Ranking magazynu "Forbes" powstał na podstawie trzech ostatnich filmów z udziałem danej gwiazdy, poprzez podzielenie całkowitych dochodów z filmu przez sumę wypłaconą aktorowi.
Dziennikarze "Forbesa" oszacowali, że na każdego dolara otrzymanego przez Kidman za rolę w filmie przypadał zaledwie jeden dolar zarobiony przez film. Jeszcze rok temu była to proporcja 1:8. Niedawny film z jej udziałem "Inwazja" przyniósł nawet straty. Kidman za tę rolę otrzymała zawrotną sumę 17 milionów dolarów.
"Pomimo, że Kidman zdobyła statuetkę Oscara w 2002 roku za rolę w filmie Godziny, obecnie jest najbardziej przepłacaną aktorką w Hollywood" - podaje "Forbes". "Być może najnowsza produkcja z jej udziałem Australia odmieni tę sytuację" - spekulują dziennikarze magazynu.
Drugą pozycję na tej niechlubnej liście zajęła Jennifer Garner, której ostatnie filmy, w tym "Królestwo" i "Złów i wypuść", zostały przyjęte przez publiczność gorzej niż przewidywano. Szacuje się, że na każdego dolara zapłaconego Garner przypada tylko 3,60 dolara zarobionego przez film.

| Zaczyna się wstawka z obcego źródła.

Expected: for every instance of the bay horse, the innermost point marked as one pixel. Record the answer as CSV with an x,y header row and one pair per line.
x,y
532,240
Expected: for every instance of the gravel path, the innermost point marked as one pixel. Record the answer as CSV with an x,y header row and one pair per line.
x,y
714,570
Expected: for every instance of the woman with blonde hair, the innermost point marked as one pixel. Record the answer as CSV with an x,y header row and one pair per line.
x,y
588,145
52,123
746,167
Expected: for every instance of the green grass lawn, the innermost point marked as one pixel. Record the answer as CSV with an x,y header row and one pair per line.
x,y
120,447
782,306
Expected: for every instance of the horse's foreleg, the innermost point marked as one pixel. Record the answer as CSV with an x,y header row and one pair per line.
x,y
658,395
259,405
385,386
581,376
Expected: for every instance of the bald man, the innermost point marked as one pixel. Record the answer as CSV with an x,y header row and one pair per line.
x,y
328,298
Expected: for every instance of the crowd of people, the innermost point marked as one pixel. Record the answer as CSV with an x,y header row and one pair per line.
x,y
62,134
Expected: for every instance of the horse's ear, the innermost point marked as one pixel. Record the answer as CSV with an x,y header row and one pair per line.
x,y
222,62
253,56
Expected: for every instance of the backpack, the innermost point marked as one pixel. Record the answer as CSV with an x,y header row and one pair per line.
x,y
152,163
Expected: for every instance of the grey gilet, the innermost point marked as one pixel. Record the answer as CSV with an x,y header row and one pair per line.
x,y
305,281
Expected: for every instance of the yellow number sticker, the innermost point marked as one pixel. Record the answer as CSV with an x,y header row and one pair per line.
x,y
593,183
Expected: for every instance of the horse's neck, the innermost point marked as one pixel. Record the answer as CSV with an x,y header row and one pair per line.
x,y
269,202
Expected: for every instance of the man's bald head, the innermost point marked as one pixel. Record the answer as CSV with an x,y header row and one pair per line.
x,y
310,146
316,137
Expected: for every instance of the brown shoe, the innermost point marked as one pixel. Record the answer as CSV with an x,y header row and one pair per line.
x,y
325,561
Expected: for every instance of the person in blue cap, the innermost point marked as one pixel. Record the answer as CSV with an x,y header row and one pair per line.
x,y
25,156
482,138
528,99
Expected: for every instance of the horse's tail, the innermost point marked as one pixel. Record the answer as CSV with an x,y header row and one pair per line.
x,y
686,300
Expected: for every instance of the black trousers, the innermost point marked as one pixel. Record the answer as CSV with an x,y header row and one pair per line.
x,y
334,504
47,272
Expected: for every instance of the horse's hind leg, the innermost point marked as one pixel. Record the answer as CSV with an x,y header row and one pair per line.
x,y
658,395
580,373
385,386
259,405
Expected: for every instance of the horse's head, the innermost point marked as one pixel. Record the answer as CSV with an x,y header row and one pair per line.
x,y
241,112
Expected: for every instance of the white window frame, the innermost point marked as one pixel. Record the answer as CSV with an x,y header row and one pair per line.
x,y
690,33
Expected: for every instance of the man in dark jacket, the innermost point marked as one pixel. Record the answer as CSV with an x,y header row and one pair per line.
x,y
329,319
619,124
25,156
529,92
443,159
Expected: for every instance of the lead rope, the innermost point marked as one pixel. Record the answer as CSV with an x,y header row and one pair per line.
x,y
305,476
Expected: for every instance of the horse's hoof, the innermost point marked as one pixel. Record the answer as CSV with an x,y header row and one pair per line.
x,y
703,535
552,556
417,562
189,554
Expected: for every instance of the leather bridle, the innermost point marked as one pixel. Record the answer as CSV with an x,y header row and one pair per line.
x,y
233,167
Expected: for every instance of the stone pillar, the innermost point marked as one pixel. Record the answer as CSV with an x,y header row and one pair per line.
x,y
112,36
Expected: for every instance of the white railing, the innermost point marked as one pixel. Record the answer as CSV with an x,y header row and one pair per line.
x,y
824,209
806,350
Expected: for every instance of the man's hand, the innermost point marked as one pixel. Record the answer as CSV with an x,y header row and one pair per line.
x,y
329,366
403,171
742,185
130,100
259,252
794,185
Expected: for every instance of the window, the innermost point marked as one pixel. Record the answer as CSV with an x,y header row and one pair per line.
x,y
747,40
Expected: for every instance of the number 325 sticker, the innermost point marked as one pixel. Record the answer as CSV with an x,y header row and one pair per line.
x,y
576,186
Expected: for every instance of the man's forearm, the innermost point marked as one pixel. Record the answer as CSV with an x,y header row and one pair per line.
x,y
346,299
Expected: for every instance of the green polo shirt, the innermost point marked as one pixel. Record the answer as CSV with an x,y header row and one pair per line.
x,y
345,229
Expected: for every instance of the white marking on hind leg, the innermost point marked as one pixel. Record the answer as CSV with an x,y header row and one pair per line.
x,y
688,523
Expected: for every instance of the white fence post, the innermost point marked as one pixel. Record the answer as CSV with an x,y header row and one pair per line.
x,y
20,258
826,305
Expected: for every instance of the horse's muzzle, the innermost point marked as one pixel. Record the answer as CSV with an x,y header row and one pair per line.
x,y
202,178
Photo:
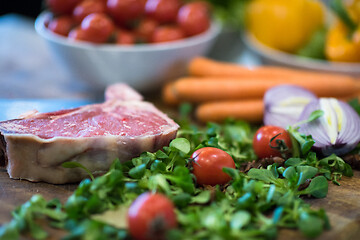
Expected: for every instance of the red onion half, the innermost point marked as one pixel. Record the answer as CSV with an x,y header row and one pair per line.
x,y
284,104
337,131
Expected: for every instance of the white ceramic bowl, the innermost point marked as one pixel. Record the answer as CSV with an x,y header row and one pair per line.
x,y
144,67
276,57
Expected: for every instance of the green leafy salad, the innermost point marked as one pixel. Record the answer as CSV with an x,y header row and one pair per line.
x,y
254,200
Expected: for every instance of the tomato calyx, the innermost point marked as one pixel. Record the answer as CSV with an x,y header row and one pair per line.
x,y
279,145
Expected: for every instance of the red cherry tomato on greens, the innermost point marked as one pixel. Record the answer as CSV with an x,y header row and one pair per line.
x,y
194,18
208,164
124,11
150,216
62,6
61,25
167,34
86,8
98,26
262,138
164,11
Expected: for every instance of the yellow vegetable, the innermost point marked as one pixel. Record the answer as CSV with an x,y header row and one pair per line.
x,y
354,9
284,24
340,47
343,38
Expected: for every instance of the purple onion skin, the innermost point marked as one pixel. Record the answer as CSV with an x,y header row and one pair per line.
x,y
280,93
347,139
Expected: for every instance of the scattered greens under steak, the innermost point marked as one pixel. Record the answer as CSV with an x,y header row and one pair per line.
x,y
256,204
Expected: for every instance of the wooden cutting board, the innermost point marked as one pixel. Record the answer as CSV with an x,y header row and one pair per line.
x,y
342,204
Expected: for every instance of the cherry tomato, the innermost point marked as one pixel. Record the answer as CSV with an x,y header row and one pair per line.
x,y
62,6
61,25
98,26
146,29
150,216
86,8
208,164
164,11
124,11
79,34
167,34
124,37
262,138
194,18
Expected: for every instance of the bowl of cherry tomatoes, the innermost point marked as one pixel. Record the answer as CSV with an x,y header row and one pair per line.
x,y
142,43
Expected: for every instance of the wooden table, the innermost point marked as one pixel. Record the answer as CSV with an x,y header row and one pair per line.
x,y
342,204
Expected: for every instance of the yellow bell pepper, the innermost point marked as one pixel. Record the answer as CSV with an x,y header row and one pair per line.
x,y
354,10
284,24
343,38
339,47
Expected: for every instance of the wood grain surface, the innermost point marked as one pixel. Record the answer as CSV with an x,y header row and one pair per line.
x,y
342,204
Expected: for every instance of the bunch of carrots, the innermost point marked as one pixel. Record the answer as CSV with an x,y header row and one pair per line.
x,y
221,90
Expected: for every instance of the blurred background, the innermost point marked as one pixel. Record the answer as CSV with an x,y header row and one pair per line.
x,y
276,32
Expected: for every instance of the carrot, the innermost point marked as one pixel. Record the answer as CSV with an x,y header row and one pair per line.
x,y
168,95
204,67
248,110
212,89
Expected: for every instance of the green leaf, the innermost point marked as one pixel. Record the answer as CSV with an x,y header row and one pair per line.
x,y
293,162
158,166
278,212
355,104
290,173
181,200
318,187
311,226
306,172
202,198
240,219
233,173
182,144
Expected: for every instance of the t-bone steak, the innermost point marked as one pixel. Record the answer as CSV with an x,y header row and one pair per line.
x,y
35,146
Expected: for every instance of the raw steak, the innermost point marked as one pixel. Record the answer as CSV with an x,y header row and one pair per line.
x,y
34,147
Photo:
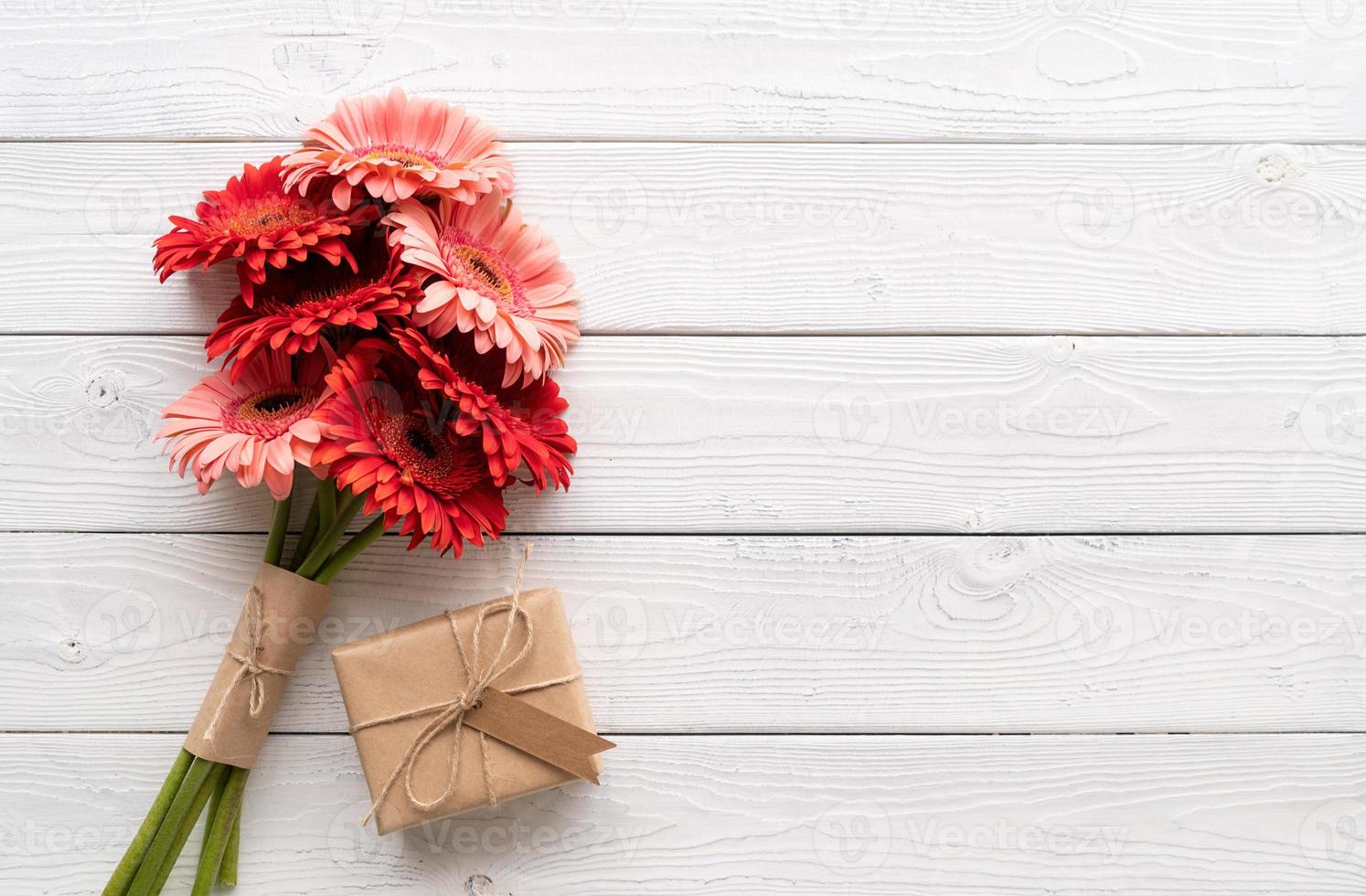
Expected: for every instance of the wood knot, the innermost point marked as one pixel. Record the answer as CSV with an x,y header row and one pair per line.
x,y
102,392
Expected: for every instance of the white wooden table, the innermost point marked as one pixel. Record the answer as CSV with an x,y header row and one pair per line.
x,y
953,370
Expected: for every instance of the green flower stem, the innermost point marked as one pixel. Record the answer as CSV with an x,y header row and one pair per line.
x,y
185,810
328,539
229,869
310,531
219,829
210,785
350,550
275,542
215,806
123,874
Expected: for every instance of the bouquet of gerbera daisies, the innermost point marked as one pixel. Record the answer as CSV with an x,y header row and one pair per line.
x,y
394,334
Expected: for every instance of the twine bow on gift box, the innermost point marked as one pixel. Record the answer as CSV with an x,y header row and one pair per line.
x,y
251,667
492,712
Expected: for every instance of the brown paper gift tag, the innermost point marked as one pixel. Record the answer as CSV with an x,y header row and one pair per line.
x,y
290,608
417,666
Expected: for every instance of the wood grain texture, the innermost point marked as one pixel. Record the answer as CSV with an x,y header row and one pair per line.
x,y
1141,69
787,238
788,434
774,634
752,816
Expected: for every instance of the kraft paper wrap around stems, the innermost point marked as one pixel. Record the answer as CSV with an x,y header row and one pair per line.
x,y
278,620
417,667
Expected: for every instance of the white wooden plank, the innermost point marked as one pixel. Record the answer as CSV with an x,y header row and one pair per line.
x,y
791,434
1083,634
750,816
787,238
1139,69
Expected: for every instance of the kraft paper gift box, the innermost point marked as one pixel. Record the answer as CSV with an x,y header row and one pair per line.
x,y
433,743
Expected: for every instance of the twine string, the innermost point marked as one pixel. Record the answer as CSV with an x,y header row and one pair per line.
x,y
451,713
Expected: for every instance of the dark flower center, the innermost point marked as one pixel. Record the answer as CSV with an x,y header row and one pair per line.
x,y
268,412
484,270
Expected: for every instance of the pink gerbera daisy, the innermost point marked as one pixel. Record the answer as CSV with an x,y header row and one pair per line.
x,y
395,451
254,220
515,426
496,278
293,307
399,146
256,428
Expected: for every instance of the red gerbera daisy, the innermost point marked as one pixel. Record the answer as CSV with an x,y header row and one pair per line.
x,y
254,220
293,307
517,425
395,451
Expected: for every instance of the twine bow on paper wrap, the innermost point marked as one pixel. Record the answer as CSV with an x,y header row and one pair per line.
x,y
494,712
251,664
278,619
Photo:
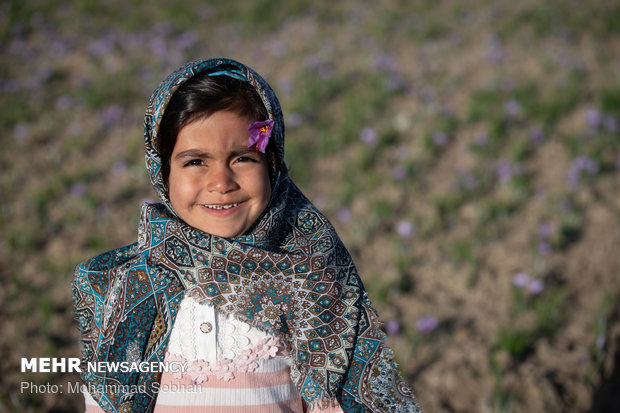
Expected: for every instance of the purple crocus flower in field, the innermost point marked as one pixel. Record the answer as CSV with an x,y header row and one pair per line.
x,y
593,118
399,172
545,248
426,324
545,230
512,108
520,280
536,287
260,132
392,327
440,138
78,189
344,215
537,135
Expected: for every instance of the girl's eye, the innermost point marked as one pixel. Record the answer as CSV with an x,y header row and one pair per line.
x,y
245,159
194,162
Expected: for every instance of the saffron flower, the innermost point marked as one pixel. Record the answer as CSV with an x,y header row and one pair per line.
x,y
260,132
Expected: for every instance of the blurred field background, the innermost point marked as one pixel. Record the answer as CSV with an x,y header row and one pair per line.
x,y
467,152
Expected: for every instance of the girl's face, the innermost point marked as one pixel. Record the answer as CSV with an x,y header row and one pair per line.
x,y
217,184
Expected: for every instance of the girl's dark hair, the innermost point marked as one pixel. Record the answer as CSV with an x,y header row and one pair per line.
x,y
200,97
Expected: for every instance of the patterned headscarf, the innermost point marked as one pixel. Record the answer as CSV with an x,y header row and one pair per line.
x,y
290,276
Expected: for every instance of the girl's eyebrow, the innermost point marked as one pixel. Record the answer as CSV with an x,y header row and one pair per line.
x,y
197,153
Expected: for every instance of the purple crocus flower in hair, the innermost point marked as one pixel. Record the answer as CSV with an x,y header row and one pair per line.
x,y
260,132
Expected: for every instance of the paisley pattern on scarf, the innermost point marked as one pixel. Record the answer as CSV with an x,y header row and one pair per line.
x,y
290,276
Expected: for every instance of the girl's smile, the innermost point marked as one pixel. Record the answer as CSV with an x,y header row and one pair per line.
x,y
217,184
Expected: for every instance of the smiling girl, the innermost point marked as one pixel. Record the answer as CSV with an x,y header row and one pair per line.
x,y
235,273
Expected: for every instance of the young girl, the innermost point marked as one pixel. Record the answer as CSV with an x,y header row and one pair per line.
x,y
235,274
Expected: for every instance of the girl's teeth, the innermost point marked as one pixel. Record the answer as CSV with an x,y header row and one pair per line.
x,y
222,206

Trzecie miejsce w rankingu okupuje Tom Cruise, z proporcją 1 dolar:4 dolary. Szczególną klapą w jego przypadku okazał się film "Ukryta strategia". W pierwszej dziesiątce listy znaleźli się także Cameron Diaz, Jim Carrey, Nicholas Cage, Drew Barrymore, Will Ferrell i Cate Blanchett.